In February of 1986, Jobs bought the computer graphics division of Lucasfilm, and formed Pixar. Catmull, who was president of the new company, wanted to present a film from the company at the annual SIGGRAPH (Special Interest Group on Computer Graphics) convention, the showcase at the time. Lasseter envisioned a film with elaborate camera movements and realistic backgrounds.
But Pixar was primarily a hardware company, selling the Pixar Image Computer; Lasseter and his crew would have to use the company machines at night. They didn’t have the computer power or the budget to create camera moves or backgrounds, beyond a floor for the characters to sit on. In hindsight, Lasseter attributes much of the success of “Luxo, Jr.” to that enforced simplicity: “The lack of camera moves and the lack of a complicated background made everybody focus on the characters.”
Lasseter animated the film on the equivalent of a night shift. Pixar technical department manager Deirdre Warren recalls, “John would leave a sticky note on my desk: ‘DW, come and wake me up when you get in.’ He’d be under his desk asleep on a sleeping bag or something. He was there for weeks.”
A graduate of the CalArts character animation program and a former Disney animator, Lasseter applied the techniques of hand-drawn animation to the new medium, techniques he’d learned from three of the studio’s Nine Old Men — Walt Disney’s nickname for his key cadre of animators.
“With computer animation, we could make things look like they were certain objects, but it’s the movement that truly makes you believe what it is,” he explains. “And the movement comes not from the computer, but from the principles of animation I learned from Frank Thomas, Ollie Johnston and Eric Larson.”
At the premiere of “Luxo,” computer graphics pioneer Jim Blinn came up to Lasseter with a question. Expecting something highly technical, Lasseter was surprised to hear him ask, “Was the parent lamp the mother or the father?”
“I knew by Jim’s question that we had entertained audiences because of the story and the characters, not because it was made by a computer,” Lasseter says.

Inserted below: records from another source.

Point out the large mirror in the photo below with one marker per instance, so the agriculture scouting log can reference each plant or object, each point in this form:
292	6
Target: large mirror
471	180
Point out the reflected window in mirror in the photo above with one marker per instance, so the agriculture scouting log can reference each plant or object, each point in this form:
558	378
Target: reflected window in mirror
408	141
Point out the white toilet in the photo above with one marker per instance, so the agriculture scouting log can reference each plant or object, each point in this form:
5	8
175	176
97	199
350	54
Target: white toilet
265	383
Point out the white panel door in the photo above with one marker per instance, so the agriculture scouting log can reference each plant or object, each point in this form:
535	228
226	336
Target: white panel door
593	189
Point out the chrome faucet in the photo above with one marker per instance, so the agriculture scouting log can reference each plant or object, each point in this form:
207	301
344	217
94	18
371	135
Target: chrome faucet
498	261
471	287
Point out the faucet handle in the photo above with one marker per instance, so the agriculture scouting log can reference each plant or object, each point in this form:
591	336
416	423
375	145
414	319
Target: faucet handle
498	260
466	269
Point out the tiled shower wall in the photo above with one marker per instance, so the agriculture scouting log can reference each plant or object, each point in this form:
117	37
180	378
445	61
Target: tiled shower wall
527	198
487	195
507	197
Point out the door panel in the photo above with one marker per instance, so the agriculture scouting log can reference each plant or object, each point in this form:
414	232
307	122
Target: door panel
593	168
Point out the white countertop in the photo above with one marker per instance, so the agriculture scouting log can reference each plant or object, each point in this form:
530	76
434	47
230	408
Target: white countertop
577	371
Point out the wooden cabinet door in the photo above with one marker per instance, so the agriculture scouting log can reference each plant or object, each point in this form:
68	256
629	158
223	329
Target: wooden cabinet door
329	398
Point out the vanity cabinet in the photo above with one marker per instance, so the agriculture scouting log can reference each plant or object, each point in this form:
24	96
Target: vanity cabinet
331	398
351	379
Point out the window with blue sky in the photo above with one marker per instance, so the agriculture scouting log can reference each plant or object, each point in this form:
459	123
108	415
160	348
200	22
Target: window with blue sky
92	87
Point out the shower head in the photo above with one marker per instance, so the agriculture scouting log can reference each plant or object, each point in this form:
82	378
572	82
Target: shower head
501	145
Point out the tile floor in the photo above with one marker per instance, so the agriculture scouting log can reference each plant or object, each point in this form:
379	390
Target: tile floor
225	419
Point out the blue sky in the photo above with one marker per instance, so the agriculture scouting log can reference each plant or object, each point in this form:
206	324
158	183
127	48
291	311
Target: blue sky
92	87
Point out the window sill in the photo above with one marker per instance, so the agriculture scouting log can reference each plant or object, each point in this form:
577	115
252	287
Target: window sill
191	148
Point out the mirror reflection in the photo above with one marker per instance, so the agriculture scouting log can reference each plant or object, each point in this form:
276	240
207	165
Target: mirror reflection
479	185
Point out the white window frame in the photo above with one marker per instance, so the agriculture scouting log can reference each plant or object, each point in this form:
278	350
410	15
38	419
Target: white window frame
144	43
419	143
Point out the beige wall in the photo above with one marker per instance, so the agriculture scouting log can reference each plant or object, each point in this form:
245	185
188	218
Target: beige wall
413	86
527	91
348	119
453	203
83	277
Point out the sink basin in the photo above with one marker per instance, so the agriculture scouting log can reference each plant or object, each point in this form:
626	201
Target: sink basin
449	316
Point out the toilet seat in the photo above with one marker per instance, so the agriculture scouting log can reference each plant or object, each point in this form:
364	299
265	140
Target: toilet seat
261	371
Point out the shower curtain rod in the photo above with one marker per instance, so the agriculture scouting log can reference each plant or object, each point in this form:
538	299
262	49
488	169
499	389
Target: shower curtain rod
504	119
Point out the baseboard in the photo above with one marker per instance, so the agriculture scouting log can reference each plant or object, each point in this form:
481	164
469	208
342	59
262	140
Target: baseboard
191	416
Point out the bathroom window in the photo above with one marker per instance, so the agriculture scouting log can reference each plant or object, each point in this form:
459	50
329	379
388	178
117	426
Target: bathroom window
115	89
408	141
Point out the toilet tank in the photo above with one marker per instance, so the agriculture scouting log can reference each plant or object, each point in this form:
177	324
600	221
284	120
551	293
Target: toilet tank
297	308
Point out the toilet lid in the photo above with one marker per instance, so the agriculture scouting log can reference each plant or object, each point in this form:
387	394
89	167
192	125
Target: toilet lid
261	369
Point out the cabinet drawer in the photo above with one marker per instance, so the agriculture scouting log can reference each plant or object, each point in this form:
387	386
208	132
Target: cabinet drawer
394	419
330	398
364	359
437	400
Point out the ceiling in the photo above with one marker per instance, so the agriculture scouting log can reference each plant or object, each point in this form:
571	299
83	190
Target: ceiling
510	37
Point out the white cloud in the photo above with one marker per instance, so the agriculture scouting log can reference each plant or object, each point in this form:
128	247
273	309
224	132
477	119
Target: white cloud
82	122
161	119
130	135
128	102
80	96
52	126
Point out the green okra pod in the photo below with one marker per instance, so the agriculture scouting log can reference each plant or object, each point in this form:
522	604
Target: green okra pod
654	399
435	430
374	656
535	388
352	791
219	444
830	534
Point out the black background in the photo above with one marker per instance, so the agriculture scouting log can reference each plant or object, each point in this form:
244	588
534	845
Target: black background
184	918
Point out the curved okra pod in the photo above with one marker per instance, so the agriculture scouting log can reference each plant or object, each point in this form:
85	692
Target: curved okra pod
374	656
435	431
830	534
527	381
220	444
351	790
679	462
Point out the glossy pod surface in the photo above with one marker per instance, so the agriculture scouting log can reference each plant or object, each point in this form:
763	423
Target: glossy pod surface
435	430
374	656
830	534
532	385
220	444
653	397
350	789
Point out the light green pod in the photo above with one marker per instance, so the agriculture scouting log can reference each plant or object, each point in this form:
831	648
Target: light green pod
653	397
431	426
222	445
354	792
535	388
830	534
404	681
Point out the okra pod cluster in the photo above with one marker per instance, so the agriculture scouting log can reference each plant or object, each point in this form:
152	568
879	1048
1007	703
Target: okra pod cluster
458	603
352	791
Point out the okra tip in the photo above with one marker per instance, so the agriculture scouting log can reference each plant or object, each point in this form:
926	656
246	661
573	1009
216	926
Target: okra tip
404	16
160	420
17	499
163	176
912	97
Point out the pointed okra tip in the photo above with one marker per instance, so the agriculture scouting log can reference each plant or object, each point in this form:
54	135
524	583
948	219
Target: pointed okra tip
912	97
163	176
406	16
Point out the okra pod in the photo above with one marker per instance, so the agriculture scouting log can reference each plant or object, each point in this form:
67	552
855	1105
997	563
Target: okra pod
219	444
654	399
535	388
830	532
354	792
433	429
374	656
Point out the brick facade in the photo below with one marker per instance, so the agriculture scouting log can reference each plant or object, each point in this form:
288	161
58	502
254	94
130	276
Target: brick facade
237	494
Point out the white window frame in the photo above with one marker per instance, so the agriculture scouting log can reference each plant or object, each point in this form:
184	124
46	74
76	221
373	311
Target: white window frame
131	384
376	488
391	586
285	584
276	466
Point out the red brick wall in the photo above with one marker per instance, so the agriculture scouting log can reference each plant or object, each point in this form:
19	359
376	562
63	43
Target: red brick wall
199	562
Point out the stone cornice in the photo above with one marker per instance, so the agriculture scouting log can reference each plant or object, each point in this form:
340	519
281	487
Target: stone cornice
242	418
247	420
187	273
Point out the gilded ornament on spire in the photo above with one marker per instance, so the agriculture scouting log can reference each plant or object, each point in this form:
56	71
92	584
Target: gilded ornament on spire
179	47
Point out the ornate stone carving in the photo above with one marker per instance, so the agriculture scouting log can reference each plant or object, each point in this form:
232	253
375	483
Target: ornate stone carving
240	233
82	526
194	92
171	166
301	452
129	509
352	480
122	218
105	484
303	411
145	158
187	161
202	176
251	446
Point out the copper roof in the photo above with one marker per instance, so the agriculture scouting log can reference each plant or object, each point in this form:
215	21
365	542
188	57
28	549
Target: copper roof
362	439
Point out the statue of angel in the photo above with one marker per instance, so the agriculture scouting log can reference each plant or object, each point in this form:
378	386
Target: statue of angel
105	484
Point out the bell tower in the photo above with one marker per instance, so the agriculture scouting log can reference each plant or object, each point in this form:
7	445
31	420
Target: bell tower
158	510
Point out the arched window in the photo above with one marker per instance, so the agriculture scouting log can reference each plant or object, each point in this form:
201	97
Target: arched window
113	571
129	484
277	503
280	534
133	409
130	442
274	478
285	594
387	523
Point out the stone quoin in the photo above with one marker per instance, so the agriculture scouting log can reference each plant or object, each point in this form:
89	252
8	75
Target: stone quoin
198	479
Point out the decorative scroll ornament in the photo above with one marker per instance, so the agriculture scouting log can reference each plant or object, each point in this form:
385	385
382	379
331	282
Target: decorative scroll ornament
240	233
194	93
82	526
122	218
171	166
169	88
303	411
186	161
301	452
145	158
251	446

“The answer was it’s actually a father, but it’s based on my mother,” he continues. “When we got into a kind of iffy situation, instead of grabbing at us, she would say, ‘You got yourself up there, you get yourself down.’ I figured that was what the father lamp did: The little lamp hopped on the ball, and the father is thinking, ‘You’re going to break your light bulb!’ But he lets him pop the ball: ‘That’s what you what get for jumping on your ball!’”
The success of “Luxo, Jr.” was followed by a series of shorts (“Red’s Dream,” “Tin Toy,” “Knick Knack”) in which the Pixar artists explored and developed their medium, much as Disney had used the “Silly Symphonies” as stepping stones to “Snow White and the Seven Dwarfs.”
“We were a hardware company; we didn’t actually have any business doing animation, because there was no money in it,” Catmull says. “We were struggling as a company, but Steve knew that in our hearts, we wanted to do animation, and if there’s one thing Steve understands, it’s passion.”
Jobs has said, “Pixar was a money pit for me. I kept putting money into it, and the only bright spot was John’s short films. He’d say, ‘Can I have $300,000 to make a short film?’ And I’d say, ‘OK, go make it.’ That was the only thing that was fun.”
The success of the shorts led the Pixar crew to believe that its goal of making the first computer-animated feature was attainable. Supervising technical director Bill Reeves recalls, “When you went to a screening of ‘Luxo,’ you could feel a buzz that just wasn’t there for the other stuff. That’s when my leap of faith came. Through those short films, ‘Luxo’ being the most inspiring, we got our confidence up: ‘We should try this and see where it goes.’ Nine years later, we released ‘Toy Story.’”
Since then, the 12 Pixar features have earned more than $6.5 billion worldwide and have won 10 Oscars. And it was all started by a lamp.